What does it mean to resist? When our head interferes with our heart, in our art, when our flow is interrupted, when there is disruption in our receptivity, we are resisting.
Writing itself is resistance.
I went to Barefoot College in Tilonia, one of the poorest villages in rural India. I saw puppets educating elders on matters of social justice and musicians educating children on social change.
A kathak dancer, Mallika Sarabhai goes to villages all over India. She educates women on menstrual hygiene through theatre.
I vomited on stage, an Aftertaste of my arrival in America. It was a play about the international experience.
When I was seven, I wrote an angry letter to my grandfather when he wouldn’t listen. We cannot talk back, we need to respect our elders my culture preaches. I scrunched my letter into a ball and threw it at him. He threw it out of the window.
I spoke about reclaiming my voice, my accent at Naropa.
My parents challenge customer care representatives everytime they answer the phone. My parents’ accent “confuses them”. Dear America, must you only understand the norm?
“What is the relevance of writing? Will it get you a job?” my father said.
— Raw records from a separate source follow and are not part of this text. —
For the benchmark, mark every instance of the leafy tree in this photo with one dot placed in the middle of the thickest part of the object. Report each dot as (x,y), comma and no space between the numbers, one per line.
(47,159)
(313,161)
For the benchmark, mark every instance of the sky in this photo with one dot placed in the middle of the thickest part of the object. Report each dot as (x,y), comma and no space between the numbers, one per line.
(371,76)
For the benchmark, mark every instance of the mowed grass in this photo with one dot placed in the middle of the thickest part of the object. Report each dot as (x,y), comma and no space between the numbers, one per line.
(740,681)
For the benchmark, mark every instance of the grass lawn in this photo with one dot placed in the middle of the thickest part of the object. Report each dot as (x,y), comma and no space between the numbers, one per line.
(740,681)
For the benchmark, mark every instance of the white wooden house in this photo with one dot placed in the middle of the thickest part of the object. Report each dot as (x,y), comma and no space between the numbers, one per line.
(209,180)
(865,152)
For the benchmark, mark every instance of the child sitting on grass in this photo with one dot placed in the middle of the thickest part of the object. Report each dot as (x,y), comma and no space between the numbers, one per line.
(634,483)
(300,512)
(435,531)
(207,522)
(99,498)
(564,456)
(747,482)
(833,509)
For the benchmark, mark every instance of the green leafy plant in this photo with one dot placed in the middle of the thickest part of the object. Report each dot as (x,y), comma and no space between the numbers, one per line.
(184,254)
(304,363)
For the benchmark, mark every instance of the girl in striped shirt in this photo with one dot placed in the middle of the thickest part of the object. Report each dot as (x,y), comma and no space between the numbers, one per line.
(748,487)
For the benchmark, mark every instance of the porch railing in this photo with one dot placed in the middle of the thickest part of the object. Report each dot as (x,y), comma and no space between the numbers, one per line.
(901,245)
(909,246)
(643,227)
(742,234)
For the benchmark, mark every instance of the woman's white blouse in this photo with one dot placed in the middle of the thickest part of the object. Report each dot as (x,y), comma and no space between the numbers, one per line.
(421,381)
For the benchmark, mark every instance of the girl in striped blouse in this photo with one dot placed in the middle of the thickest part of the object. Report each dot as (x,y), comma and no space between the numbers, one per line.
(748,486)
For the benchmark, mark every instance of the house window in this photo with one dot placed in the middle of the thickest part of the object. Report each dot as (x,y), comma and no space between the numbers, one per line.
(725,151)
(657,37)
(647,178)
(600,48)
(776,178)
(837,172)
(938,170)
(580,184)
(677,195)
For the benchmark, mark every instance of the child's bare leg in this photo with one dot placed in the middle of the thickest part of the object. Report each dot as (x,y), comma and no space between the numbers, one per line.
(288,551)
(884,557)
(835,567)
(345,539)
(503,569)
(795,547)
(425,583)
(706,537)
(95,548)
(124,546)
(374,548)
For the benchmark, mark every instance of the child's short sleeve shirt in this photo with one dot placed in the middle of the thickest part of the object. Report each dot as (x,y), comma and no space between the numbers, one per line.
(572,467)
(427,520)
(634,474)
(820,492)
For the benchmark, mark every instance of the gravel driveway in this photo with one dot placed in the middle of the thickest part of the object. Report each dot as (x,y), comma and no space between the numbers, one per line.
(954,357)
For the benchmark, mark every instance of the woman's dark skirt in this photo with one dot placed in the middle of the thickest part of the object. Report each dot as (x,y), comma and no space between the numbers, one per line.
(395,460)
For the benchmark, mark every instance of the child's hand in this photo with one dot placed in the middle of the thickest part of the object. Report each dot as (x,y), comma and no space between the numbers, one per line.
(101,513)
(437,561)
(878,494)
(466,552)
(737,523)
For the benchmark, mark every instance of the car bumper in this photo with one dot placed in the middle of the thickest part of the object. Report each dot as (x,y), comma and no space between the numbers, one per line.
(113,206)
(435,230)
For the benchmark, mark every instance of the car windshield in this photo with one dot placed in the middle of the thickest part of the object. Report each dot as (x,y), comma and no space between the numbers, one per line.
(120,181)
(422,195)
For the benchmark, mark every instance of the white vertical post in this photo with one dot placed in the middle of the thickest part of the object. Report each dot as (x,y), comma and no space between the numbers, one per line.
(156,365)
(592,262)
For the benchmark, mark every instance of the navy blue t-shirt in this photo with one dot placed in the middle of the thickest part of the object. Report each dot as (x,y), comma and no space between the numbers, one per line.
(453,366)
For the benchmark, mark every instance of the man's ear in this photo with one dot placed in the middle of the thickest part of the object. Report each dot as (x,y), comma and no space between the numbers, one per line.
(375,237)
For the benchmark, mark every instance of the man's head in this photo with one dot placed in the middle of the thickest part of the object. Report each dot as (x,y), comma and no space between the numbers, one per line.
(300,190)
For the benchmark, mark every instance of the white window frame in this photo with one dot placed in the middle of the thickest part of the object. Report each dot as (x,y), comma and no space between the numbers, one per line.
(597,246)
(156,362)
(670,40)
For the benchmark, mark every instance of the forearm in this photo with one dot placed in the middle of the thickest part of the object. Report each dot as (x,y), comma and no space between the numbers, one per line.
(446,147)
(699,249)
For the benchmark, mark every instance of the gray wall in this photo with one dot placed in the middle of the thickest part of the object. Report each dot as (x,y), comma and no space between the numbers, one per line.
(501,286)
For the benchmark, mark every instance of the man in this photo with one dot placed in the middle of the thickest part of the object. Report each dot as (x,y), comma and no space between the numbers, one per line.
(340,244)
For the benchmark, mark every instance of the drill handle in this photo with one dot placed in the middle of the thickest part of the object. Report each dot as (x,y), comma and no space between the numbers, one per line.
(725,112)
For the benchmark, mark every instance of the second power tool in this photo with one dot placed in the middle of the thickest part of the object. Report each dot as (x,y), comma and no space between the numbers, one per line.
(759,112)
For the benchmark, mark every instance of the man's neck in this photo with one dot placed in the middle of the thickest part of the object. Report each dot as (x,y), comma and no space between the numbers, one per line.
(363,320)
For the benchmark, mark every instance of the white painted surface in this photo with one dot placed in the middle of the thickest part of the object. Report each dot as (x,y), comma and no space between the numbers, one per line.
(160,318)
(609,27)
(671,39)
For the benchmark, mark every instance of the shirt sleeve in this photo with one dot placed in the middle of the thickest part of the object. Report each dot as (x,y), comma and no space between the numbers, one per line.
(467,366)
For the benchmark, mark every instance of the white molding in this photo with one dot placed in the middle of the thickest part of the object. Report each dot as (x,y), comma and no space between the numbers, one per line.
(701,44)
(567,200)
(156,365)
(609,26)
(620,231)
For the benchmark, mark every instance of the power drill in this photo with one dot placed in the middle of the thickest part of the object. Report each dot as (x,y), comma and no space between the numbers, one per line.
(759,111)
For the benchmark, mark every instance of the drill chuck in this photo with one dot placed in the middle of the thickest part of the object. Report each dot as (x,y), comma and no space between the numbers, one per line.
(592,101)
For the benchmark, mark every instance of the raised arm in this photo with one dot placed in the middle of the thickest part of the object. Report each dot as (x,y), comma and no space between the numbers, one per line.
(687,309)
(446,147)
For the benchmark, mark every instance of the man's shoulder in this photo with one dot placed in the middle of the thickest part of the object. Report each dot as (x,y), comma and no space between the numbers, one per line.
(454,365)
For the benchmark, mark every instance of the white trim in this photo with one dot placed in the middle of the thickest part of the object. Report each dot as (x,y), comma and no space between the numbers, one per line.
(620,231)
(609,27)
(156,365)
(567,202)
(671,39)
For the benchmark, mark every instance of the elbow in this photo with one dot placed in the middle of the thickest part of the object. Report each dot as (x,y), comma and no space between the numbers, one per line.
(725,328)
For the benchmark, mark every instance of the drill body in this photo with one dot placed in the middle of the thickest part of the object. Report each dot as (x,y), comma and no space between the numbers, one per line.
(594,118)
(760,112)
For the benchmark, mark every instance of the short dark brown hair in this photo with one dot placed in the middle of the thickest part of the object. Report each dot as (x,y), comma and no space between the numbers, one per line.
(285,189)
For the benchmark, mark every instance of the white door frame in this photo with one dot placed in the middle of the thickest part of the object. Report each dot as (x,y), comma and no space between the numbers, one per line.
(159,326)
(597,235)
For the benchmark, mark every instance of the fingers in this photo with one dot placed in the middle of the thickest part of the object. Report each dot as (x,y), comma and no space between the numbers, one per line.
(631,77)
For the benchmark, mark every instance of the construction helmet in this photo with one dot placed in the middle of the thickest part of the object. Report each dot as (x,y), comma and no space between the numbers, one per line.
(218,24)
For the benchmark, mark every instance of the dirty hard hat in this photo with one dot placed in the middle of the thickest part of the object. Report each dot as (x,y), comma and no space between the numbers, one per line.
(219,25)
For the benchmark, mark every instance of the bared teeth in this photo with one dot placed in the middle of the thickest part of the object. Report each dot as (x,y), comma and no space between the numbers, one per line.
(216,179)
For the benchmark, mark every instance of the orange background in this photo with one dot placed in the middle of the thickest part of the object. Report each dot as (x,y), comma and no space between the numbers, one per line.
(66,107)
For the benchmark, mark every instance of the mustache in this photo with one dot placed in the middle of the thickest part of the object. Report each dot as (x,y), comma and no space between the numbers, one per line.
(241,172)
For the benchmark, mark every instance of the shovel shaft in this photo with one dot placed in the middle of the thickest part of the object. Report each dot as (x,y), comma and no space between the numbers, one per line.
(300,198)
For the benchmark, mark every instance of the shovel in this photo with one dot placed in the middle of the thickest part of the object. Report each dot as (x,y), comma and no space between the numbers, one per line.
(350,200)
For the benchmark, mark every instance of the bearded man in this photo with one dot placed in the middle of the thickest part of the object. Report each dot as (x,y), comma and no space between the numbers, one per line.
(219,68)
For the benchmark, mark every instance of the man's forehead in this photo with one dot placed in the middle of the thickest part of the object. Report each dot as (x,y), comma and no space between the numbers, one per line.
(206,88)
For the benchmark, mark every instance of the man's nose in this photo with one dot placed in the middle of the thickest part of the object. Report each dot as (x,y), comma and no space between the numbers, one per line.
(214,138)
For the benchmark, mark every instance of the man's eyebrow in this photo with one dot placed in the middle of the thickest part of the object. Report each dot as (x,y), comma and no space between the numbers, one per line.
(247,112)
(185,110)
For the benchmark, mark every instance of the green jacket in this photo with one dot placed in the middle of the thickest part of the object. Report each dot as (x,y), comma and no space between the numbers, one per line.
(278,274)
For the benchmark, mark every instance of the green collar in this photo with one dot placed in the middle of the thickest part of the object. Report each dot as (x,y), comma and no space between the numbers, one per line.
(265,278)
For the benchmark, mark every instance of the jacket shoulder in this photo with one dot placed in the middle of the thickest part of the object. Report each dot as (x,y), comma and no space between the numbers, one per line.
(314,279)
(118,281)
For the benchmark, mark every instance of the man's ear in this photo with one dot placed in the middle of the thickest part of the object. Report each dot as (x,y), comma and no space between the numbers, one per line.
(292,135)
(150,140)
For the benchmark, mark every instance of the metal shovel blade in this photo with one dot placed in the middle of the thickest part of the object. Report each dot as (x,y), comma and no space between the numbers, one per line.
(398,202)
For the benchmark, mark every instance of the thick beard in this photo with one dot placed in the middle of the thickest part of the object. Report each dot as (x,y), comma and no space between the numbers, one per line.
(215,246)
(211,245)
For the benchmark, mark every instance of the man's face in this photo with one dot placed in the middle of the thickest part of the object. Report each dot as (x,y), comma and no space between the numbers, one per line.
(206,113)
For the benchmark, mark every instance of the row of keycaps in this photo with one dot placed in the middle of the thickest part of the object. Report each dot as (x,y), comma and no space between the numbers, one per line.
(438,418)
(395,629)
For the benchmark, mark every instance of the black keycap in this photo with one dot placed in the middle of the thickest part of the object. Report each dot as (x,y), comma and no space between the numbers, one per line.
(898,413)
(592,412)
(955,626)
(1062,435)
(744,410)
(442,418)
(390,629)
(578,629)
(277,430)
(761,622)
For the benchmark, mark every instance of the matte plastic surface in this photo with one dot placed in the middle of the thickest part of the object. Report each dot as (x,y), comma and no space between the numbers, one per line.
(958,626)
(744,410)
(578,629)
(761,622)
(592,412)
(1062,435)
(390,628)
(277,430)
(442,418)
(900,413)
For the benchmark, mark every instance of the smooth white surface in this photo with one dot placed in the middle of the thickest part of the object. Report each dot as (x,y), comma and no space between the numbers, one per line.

I speak perfect English. Are you waiting for me to talk in Hindi, will that make me more exotic? Will that make my activism special? Chutiye saale
Two Indian Americans speak about the terror attacks in a school in Peshawar in broken Hindi at a silent vigil. My friend from Pakistan walks out. Must we always voice that which we don’t understand?
Must we always have a cause to resist?
Can’t we just lie down on the grass and enjoy this sunny day?